Stefan-Boltzmann law: every surface radiates thermal energy at a rate that climbs with the fourth power of its absolute temperature, P = σAεT⁴. This free calculator solves for the radiated power or the temperature, in any unit, and shows every step of the working.
The Stefan-Boltzmann law tells you how much thermal power a hot surface gives off as electromagnetic radiation. To calculate it, multiply four things together: the Stefan-Boltzmann constant σ (5.670374×10⁻⁸ W·m⁻²·K⁻⁴), the radiating area A, the emissivity ε, and the absolute temperature raised to the fourth power — P = σ·A·ε·T⁴. The answer is a power in watts.
There are three steps. First, decide whether you want the power or the temperature, and select it in the calculator’s Solve for menu. Second, enter the values you know: the surface area (square metres or square centimetres), the emissivity, and the temperature in kelvin. The emissivity is a fraction between 0 and 1 — use 1 for an ideal black body, or a measured value for a real surface. Third, read the answer with the worked steps, which show the formula, your numbers substituted in, and the result with units.
The single most common mistake is using the wrong temperature scale. The T⁴ term demands an absolute temperature, so values must be in kelvin (K = °C + 273.15). Because the dependence is to the fourth power, a small error in temperature becomes a large error in power. Keeping temperatures in kelvin — as this calculator requires — avoids the problem entirely.
To go the other way and find a surface’s temperature from its emitted power, the law rearranges to T = (P / σAε)^¼. This non-contact method underlies infrared thermometers and astronomical estimates of stellar surface temperatures. For the heat needed to warm a body in the first place, see the specific heat calculator; for the term itself, see the physics glossary.

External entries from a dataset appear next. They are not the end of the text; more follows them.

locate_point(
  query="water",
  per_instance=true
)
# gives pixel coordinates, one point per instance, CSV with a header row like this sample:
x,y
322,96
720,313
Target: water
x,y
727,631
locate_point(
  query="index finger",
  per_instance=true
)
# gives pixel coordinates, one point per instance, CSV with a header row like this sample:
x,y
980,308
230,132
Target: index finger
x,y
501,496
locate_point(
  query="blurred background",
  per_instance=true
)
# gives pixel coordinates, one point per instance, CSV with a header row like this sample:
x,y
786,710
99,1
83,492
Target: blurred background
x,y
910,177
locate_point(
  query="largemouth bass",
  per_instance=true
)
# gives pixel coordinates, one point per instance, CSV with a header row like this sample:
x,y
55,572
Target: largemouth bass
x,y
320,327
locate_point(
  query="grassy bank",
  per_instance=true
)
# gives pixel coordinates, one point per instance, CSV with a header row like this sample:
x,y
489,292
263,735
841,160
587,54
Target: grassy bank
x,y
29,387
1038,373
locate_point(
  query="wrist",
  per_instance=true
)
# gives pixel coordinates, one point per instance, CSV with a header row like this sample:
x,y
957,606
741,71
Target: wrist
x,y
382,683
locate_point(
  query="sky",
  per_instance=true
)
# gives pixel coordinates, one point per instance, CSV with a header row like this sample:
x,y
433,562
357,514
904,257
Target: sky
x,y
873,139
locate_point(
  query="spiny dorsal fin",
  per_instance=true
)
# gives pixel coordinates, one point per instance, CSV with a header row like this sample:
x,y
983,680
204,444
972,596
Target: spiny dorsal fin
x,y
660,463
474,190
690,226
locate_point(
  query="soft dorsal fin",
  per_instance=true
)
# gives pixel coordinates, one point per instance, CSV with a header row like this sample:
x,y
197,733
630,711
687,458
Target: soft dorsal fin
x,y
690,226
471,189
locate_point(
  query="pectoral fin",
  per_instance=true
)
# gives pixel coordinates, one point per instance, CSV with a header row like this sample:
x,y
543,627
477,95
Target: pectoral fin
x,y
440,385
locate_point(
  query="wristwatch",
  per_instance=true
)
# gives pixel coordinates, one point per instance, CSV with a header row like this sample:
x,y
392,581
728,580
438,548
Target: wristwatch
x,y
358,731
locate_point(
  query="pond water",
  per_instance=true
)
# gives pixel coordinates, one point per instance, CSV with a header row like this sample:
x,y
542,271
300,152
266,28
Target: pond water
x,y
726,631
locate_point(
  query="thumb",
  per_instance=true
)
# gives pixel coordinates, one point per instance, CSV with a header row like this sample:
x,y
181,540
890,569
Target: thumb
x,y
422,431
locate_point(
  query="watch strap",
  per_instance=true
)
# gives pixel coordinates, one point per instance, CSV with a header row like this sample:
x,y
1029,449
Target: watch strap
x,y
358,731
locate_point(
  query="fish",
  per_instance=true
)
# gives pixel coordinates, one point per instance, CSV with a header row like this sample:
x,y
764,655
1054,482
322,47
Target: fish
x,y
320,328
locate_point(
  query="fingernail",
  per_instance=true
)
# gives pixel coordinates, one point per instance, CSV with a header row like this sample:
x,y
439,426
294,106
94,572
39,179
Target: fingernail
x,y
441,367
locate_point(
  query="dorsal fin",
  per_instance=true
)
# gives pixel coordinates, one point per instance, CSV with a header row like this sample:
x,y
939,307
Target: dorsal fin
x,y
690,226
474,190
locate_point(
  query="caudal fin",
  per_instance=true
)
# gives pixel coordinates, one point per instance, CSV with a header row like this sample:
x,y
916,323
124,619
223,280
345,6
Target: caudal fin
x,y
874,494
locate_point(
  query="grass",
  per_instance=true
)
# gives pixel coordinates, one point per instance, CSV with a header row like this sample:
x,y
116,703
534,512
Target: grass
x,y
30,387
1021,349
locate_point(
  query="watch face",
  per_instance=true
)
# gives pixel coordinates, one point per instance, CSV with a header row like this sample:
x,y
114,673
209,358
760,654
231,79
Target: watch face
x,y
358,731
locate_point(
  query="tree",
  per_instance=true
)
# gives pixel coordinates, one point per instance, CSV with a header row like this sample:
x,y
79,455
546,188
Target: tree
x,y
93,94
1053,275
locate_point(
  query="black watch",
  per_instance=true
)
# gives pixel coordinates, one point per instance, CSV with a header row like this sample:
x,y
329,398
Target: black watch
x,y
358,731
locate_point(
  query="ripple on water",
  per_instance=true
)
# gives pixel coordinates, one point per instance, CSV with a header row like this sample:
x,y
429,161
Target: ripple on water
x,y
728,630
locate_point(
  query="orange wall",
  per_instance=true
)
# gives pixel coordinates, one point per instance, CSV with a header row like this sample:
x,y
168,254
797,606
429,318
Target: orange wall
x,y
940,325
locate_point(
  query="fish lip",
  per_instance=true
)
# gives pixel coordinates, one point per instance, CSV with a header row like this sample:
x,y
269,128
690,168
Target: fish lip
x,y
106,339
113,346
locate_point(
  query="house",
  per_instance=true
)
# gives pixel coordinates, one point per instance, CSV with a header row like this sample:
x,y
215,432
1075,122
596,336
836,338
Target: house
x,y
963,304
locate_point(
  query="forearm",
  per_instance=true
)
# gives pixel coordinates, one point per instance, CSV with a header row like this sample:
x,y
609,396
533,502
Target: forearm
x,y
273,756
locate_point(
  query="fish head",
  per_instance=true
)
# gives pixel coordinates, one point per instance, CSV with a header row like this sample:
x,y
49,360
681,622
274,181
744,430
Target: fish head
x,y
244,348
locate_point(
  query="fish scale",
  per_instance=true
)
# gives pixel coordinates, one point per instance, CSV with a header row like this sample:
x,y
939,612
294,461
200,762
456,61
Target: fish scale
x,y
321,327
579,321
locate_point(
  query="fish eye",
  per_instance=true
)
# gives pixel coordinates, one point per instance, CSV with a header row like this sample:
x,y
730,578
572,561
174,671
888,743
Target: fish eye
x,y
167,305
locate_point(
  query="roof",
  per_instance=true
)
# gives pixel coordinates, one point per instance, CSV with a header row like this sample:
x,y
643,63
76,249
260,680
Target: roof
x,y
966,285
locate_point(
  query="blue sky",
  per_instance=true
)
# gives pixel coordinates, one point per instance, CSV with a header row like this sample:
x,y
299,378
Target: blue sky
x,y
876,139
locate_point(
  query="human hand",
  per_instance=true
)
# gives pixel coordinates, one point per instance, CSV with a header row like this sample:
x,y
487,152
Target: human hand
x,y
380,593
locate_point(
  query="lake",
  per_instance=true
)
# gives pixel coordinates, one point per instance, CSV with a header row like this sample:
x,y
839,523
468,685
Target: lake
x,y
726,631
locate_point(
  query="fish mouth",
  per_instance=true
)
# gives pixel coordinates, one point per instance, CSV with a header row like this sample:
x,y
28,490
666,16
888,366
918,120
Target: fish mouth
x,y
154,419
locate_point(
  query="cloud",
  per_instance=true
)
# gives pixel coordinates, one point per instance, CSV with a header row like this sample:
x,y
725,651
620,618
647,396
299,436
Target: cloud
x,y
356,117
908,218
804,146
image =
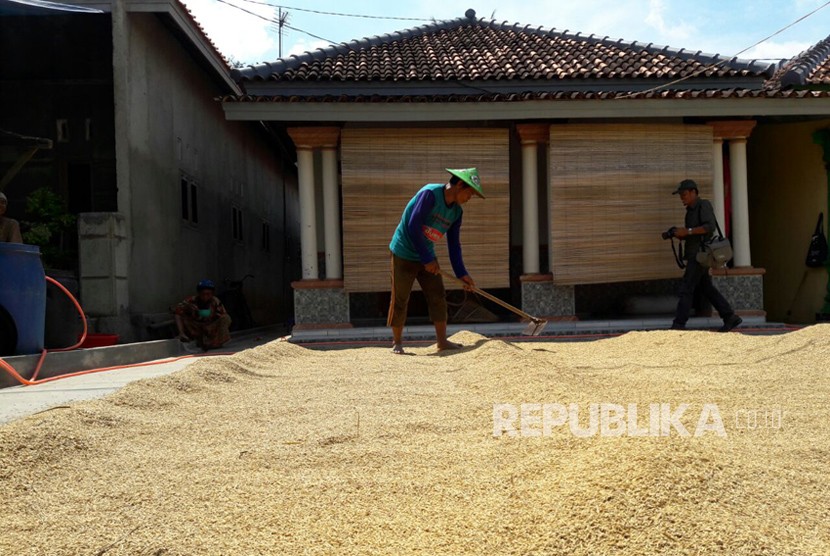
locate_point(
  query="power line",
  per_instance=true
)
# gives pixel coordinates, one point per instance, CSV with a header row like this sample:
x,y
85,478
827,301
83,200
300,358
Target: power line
x,y
339,14
272,20
714,66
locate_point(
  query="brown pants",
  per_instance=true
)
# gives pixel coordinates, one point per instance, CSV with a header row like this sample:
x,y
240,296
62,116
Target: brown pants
x,y
404,274
208,334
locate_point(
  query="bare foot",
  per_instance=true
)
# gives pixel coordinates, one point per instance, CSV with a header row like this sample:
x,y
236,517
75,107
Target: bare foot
x,y
448,345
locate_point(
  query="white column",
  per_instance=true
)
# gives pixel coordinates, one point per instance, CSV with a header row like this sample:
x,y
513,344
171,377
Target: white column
x,y
740,202
331,215
308,213
717,183
530,208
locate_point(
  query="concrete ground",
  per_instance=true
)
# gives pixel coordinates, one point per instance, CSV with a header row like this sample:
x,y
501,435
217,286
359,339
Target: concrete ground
x,y
17,402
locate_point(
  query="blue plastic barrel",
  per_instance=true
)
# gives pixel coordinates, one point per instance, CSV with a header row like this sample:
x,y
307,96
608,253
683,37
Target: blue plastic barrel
x,y
23,293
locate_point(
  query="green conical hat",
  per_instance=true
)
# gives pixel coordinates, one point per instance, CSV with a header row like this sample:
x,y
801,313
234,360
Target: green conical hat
x,y
470,177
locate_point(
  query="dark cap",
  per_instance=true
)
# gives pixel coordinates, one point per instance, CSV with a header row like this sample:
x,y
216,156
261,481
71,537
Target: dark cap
x,y
685,185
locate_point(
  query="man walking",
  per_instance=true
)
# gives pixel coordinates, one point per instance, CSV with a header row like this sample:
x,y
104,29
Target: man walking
x,y
435,211
699,226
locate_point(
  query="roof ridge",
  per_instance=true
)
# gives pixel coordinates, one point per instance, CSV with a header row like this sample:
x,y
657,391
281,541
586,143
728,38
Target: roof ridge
x,y
267,70
797,70
296,60
734,62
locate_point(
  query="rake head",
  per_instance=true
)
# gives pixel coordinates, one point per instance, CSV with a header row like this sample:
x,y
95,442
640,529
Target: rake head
x,y
535,327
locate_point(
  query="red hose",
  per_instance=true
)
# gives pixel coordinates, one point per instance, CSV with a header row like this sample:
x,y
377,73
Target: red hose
x,y
32,381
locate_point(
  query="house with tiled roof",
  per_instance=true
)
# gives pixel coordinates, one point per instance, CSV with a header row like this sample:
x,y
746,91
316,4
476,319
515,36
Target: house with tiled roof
x,y
580,140
166,190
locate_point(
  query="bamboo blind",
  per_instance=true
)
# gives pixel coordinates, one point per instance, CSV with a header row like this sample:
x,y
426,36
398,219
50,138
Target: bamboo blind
x,y
610,197
384,168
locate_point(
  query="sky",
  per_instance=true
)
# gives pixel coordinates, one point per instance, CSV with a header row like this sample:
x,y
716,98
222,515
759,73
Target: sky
x,y
712,26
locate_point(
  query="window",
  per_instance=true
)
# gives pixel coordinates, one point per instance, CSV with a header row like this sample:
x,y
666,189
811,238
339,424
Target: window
x,y
236,215
266,236
189,191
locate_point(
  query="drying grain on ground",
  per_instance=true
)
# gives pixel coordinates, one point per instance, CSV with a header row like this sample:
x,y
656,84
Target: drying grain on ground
x,y
286,450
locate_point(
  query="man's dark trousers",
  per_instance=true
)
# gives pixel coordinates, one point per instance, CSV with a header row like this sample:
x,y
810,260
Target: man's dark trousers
x,y
698,276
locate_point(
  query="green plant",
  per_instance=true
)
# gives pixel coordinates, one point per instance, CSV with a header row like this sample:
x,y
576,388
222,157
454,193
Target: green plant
x,y
48,222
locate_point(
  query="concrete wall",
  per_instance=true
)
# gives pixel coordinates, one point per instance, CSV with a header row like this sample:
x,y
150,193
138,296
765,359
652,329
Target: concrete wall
x,y
175,126
787,190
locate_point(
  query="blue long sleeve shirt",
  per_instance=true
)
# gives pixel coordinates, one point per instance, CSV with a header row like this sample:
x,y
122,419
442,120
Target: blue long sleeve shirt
x,y
425,220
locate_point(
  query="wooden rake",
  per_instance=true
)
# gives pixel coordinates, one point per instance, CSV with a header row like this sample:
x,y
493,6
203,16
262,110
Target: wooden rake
x,y
534,327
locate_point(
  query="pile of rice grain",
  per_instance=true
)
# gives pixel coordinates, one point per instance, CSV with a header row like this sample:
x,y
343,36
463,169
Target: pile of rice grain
x,y
285,450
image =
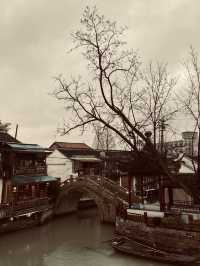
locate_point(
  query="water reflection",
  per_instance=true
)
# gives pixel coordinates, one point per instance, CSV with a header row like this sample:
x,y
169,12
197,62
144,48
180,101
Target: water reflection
x,y
78,240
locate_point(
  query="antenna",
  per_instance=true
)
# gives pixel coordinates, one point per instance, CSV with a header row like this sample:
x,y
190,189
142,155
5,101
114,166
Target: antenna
x,y
16,131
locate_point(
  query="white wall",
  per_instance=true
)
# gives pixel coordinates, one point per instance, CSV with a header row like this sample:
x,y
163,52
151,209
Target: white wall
x,y
58,165
179,194
1,189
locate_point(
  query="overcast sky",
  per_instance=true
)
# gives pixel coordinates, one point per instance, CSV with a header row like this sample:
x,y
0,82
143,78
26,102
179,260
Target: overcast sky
x,y
35,35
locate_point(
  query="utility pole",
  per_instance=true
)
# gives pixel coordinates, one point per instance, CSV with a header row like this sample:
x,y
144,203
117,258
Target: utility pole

A black-body radiator (ε = 1) has a surface area of 1 m² and is held at 1000 K. Its radiated power is P = σ·A·ε·T⁴ = 5.670374×10⁻⁸ × 1 × 1 × 1000⁴ ≈ 5.67×10⁴ W, about 56.7 kW. If the temperature is doubled to 2000 K, the T⁴ term grows by a factor of 2⁴ = 16, so the power leaps to roughly 907 kW — illustrating just how steeply thermal radiation rises with temperature.
The Stefan-Boltzmann law underpins the energy balance of stars and planets (including Earth’s climate), the design of furnaces, radiators and incandescent lamps, the calibration of infrared cameras and pyrometers, and the thermal management of spacecraft that can only shed heat by radiation.
The Stefan-Boltzmann law states that the thermal power radiated by a surface is proportional to the fourth power of its absolute temperature: P = σAεT⁴. Here σ is the Stefan-Boltzmann constant, A is the radiating area, ε is the emissivity and T is the temperature in kelvin. Because of the T⁴ term, doubling the absolute temperature increases the radiated power sixteenfold.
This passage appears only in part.